Simply mention the term "dendritic cell subtypes" or "dendritic cell development" to some immunologists, or even dendritic cell (DC) biologists, and their eyes will glaze over. While it’s well accepted that this unique family of white blood cells kick-start the immune response, it can be quite difficult to sort the trash from the treasure in this controversial area.

I believe the high citation rate of this paper reflect my and Ken Shortman’s attempt to collate three decades of research in this area and present the DC lifecycle in a more digestible and logical format. We also highlight several new concepts that entice a rethink on the subject for those more involved in the area.

“This paper establishes a preliminary framework to consider the development of DC subtypes in more detail but with better context..”

This paper establishes a preliminary framework to consider the development of DC subtypes in more detail but with better context. We used evidence of i) organ location, ii) derivation from progenitors, iii) factor-dependency iv) presence in the steady-state versus inflammation, and v) representation in culture models, to make some broad definitions of the DC types and their development. Undoubtedly, there will be additional brushstrokes to this sketch in the future.

I often describe DCs as the "spies" or James Bond of the immune system. When they’re not in action, they’re "pacifying" some of the potentially dangerous female soldiers (T-cell tolerance to prevent autoimmune disease in the steady-state). But when activated, they take photographic snapshots (antigen presentation) of the invading enemy (infectious organism), jump into their Aston Martin (the lymphatics and bloodstream) back to the headquarters of the immune system (lymph nodes and spleen) and present their enemy dossier to the soldiers (T cells and B cells).

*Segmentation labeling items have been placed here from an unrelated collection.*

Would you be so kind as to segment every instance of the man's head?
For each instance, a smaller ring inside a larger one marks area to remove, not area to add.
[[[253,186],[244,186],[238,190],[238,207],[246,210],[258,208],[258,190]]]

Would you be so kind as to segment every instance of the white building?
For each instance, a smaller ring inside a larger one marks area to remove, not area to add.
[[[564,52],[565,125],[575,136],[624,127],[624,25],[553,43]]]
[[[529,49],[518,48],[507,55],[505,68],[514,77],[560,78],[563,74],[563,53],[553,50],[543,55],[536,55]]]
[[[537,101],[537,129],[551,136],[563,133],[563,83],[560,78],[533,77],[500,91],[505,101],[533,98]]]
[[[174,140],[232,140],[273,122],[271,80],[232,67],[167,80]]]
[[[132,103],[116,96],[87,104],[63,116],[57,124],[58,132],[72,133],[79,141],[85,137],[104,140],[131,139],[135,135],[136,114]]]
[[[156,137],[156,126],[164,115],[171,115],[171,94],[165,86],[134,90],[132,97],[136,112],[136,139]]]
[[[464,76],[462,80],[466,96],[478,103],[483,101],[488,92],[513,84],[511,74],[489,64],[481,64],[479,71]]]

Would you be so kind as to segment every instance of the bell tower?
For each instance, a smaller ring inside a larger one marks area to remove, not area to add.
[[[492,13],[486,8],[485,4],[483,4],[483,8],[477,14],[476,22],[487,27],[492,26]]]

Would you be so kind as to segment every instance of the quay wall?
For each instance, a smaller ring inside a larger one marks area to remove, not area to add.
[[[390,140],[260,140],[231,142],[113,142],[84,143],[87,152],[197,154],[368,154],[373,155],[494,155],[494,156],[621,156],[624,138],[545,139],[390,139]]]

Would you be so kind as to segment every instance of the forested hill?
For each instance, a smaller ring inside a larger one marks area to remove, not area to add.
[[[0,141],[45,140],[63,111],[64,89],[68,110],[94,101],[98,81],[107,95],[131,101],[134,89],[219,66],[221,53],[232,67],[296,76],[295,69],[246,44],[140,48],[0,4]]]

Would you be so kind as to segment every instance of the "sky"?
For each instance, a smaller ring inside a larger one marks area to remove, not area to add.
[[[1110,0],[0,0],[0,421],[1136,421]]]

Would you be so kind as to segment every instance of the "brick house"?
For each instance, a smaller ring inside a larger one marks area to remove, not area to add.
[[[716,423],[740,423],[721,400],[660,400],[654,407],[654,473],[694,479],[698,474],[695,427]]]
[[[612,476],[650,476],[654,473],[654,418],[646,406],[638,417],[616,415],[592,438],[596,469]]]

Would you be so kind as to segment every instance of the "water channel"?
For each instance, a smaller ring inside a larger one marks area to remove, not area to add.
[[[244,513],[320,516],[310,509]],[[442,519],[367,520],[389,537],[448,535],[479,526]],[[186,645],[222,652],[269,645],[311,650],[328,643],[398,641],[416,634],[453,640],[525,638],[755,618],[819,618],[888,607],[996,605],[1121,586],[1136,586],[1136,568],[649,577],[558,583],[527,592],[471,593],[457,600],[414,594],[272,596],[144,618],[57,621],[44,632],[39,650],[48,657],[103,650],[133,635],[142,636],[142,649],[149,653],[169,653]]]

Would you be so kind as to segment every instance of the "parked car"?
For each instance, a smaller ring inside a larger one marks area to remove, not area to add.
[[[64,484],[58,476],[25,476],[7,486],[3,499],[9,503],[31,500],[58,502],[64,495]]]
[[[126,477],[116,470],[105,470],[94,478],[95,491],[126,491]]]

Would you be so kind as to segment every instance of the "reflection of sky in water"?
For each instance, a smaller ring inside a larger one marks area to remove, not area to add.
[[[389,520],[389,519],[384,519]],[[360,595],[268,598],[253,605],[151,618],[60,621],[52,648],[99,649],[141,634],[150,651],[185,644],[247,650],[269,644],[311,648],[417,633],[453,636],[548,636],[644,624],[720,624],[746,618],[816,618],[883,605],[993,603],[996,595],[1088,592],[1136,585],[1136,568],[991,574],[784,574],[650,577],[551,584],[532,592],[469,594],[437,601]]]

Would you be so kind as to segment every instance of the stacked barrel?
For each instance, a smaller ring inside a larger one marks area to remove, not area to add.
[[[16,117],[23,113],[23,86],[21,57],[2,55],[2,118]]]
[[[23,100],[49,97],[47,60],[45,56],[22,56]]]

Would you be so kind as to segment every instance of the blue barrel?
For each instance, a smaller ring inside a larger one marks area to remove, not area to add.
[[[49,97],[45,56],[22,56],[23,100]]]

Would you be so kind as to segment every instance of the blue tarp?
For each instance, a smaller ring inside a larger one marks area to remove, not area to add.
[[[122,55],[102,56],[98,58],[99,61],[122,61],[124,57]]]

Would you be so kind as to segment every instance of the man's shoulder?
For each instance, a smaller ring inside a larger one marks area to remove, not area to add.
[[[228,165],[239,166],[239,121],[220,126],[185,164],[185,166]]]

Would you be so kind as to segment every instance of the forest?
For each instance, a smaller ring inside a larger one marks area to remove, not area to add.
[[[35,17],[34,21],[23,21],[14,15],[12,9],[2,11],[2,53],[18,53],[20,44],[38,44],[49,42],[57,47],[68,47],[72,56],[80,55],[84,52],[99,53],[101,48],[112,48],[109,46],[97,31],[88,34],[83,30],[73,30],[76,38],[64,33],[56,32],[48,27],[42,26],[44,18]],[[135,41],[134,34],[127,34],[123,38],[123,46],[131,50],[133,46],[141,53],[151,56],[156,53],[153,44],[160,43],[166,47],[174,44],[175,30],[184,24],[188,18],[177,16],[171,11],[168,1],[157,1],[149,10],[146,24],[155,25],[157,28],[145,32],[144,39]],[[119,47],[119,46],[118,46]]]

In this paper, we describe the different types of spies of the immune system, where they lie in wait for the enemy, and where they got their training. Some come from the "Roger Moore" school of training (steady-state resident pDCs, CD8+ and CD8– DCs), some from the "Sean Connery" school (migratory DCs) and others from the "Daniel Craig" school (inflammatory DCs). There may even be a "Pierce Brosnan" school not yet discovered—although that may be one we’d rather forget!

Through working in David Hume’s lab at the Institute for Molecular Bioscience at the University of Queensland, I became interested in antigen-presenting cells and the differences between macrophages and DCs. David is oft quoted saying "DCs are just macrophages, but without teeth." Along those lines, each DC subtype was regarded by many as simply a color in the myeloid rainbow but not a distinct lineage in their own right.

Previous work from Ken Shortman’s lab suggested otherwise, with evidence that the subtypes were "wired" differently and were distinct cell types. After I joined Ken’s lab at The Walter & Eliza Hall Institute (WEHI), our work dissected that different subtypes have distinct precursors, and not all are myeloid in origin.

As for problems, there were many. If you consider DCs are already one of the most rare cell types, imagine how infrequent their progenitors must be. In fact, I found out after the first one and a half years of my Ph.D. that my strategy to deplete irrelevant cells was removing DC precursors non-specifically. When I realized this, I threw my lab book in the bin and went to the pub with a close friend! On the following day at 1pm, red-eyed and unshaven, I started all over again with a different strategy.

The DC subtypes and their development are still an enigma. It is clear that they can be derived from both myeloid and lymphoid routes, but they are the only cell type able to do this—why? Do DCs arrive in a continuous flux from the bone marrow, or develop within the organs themselves from long-term precursors?

What are the intrinsic and extrinsic factors involved in their development? Where do they fit into the haematopoietic map? Which subtype is important for which infection? Why do we need so many subtypes? What are the human equivalents of the mouse CD8+ and CD8– subtypes? More importantly, once the rules are established, which DC subtype will lead to a better application of this cell type in medicine?

Considering the power of DCs in initiating an immune response, many are attempting to train a patient’s DCs to fight cancer and infection. While this strategy has had mixed success, it certainly holds promise. In fact, Ralph Steinman, head of the Laboratory for Cellular Physiology and Immunology at Rockefeller University, who discovered DCs, was awarded this year’s Albert Lasker Award for Medical Research. This award is often considered the prelude to the Nobel Prize…so watch this space!